Our only debts are mortgages:
$26,500 at 5.5% on an investment property (worth about $75,000, positive cash flow)
$120,600 at 4.375% on an investment property (worth about $165,000, positive cash flow)
$218,000 at 4.25% on our personal residence (worth about $350,000...will be sold prior to retiring)
We have been making extra payments on these, especially the one at 5.5%, but I am thinking we should stop doing that and build up some money. It just seems like it won't be working very hard, though, if we put it in bank savings accounts and CDs that earn practically nothing.

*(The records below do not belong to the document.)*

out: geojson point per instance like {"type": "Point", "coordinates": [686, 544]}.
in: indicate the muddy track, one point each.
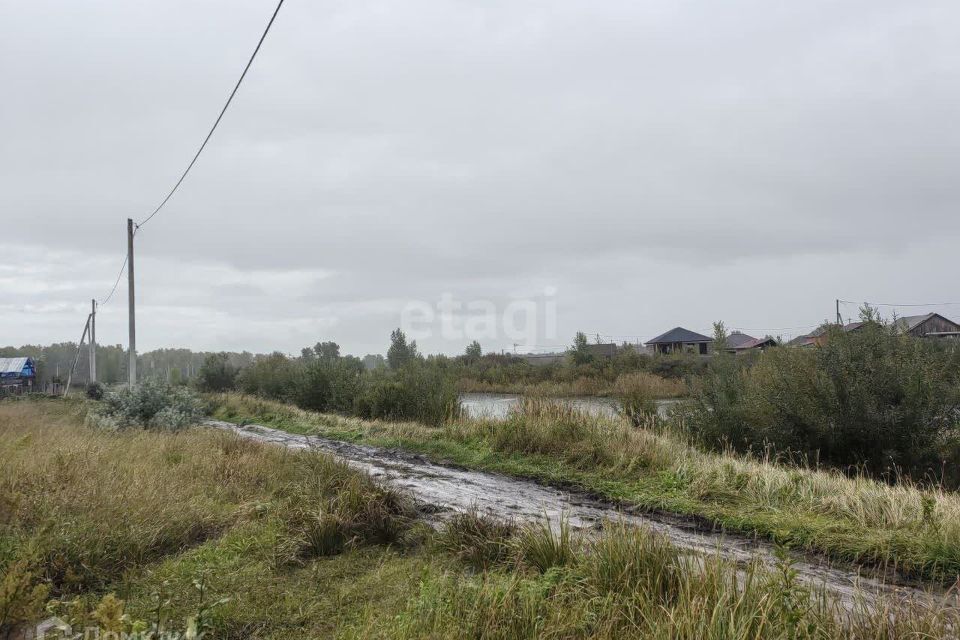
{"type": "Point", "coordinates": [451, 490]}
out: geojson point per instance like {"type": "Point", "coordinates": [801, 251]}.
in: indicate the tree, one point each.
{"type": "Point", "coordinates": [216, 373]}
{"type": "Point", "coordinates": [474, 352]}
{"type": "Point", "coordinates": [400, 352]}
{"type": "Point", "coordinates": [327, 350]}
{"type": "Point", "coordinates": [580, 350]}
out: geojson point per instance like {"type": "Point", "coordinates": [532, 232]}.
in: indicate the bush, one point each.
{"type": "Point", "coordinates": [273, 376]}
{"type": "Point", "coordinates": [216, 374]}
{"type": "Point", "coordinates": [329, 385]}
{"type": "Point", "coordinates": [95, 391]}
{"type": "Point", "coordinates": [637, 393]}
{"type": "Point", "coordinates": [885, 402]}
{"type": "Point", "coordinates": [152, 405]}
{"type": "Point", "coordinates": [417, 391]}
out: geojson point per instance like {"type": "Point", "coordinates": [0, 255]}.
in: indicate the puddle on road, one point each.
{"type": "Point", "coordinates": [459, 490]}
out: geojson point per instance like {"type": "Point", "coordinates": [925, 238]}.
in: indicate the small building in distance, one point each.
{"type": "Point", "coordinates": [739, 342]}
{"type": "Point", "coordinates": [17, 374]}
{"type": "Point", "coordinates": [602, 349]}
{"type": "Point", "coordinates": [928, 325]}
{"type": "Point", "coordinates": [819, 335]}
{"type": "Point", "coordinates": [680, 340]}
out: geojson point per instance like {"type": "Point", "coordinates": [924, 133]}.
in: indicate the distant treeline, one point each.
{"type": "Point", "coordinates": [170, 365]}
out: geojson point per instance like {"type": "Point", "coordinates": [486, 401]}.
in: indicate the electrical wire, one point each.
{"type": "Point", "coordinates": [196, 156]}
{"type": "Point", "coordinates": [219, 117]}
{"type": "Point", "coordinates": [123, 268]}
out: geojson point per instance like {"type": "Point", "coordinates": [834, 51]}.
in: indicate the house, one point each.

We have $28,XXX in the TSP, which I believe can't be accessed until he's 59.5, which is 3.5 years after he starts receiving his pension, so it won't help him retire early. We also have ~ $20,000 in the bank, which is a lot for an emergency fund, but he works contract positions that are always threatening to end, so we need to have a cushion. He is also 90% disabled according to the VA and receives a large monthly compensation payment (~ $1,800) that will always contribute to our cash flow. Once the pension kicks in, our expenses will be completely covered by the VA compensation, rental income, and the pension. When Social Security starts later, that should just be extra. So what we are saving for now is enough for him to stop working before he reaches 56 and starts collecting the pension (he is almost 49 now). Even if we can only save enough for him to retire one year early...hey, that's a year!